Introducing the 'Smoll Data Stack'

The Small, Minimal, Open, Low effort, Low power (SMOLL) datastack1, is a pun with ambitions to grow into something larger, and more educational. I wanted a cheap platform to work on improving my data engineering skills and so I re-purposed some hardware for this project. A raspberry pi 3 with ubuntu & a NAS that I’ve installed a postgres database into.

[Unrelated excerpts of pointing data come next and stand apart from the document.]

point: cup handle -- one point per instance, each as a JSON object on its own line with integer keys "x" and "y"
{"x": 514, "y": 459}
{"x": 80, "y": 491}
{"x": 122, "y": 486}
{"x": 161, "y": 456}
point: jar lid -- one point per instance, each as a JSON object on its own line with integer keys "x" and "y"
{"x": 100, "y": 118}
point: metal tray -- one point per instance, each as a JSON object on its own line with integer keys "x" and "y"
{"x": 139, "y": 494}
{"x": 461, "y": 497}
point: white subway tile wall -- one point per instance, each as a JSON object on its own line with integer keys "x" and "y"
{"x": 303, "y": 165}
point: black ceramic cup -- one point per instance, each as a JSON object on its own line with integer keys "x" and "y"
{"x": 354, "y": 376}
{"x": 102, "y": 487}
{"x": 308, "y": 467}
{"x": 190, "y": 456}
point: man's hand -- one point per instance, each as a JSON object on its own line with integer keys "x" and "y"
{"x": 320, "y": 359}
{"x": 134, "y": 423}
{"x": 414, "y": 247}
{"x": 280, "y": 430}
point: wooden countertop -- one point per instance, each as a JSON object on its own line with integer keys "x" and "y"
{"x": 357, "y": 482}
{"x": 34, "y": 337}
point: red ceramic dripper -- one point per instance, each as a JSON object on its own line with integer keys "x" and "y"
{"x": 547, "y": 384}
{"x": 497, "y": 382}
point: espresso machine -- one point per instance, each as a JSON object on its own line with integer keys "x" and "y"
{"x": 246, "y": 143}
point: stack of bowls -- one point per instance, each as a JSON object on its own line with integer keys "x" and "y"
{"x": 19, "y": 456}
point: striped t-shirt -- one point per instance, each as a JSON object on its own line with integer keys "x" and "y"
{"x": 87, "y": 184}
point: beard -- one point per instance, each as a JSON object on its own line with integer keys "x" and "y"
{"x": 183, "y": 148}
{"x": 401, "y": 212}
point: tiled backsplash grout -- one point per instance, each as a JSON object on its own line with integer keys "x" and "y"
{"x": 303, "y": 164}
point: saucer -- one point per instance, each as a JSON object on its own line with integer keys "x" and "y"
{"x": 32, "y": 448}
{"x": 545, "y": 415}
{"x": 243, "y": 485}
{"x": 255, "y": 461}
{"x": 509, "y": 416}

a mouse balancing on two wheat shoots

What people call the ‘modern data stack’ is usually [1] a cloud data warehouse such as Snowflake, Bigquery or Redshift2 (In my opinion a data warehouse is something that holds all the data in table like format and your transformations are done with SQL). [2] Transformations (in SQL are managed and tested with dbt). [3] and many companies use external managed connectors to ingest the data (fivetran for example)

I want to practice my skills without paying too much and so I’ve recreated the ‘modern data stack’ with small tools at home. This does mean I am constrained in other ways, I wanted to use parquet files and arrow, but there are no pre-packaged arrow binaries for my architecture and compiling it crashes the device so no arrow for me.

Goals of the ‘smoll’ data stack

  • it should work similarly to the modern data stack
  • it should be useful to me

Overview

I’m going to do all batch work. No streaming analytics. So usually we go with ELT (Extract, Load, Transform) in these cases.

For extraction I will not use external tools, I will use dagster to write data to a postgres database.

For load I will make use of staging tables where I don’t do too much transformation. Postgres will handle a lot of data and I’m not going to megascale so it will work just fine.

For transformation I will also use dbt, just like the rest of the world, I love the lineage information, re-usability of queries and testing possibilities.

Summarizing: I will use dagster to extract data from several sources, push that data into a datawarehouse (postgres database) into a raw_* table and dbt will build models3 _(which I will call dbt-models from now on)_ on top of that.

  • I don’t have a BI layer yet, I might make some reports later but I think most tools are too heavy on the rpi3.
                          (extract  & load )
(the outside world) ---> [dagster] --> [data warehouse (postgresql)]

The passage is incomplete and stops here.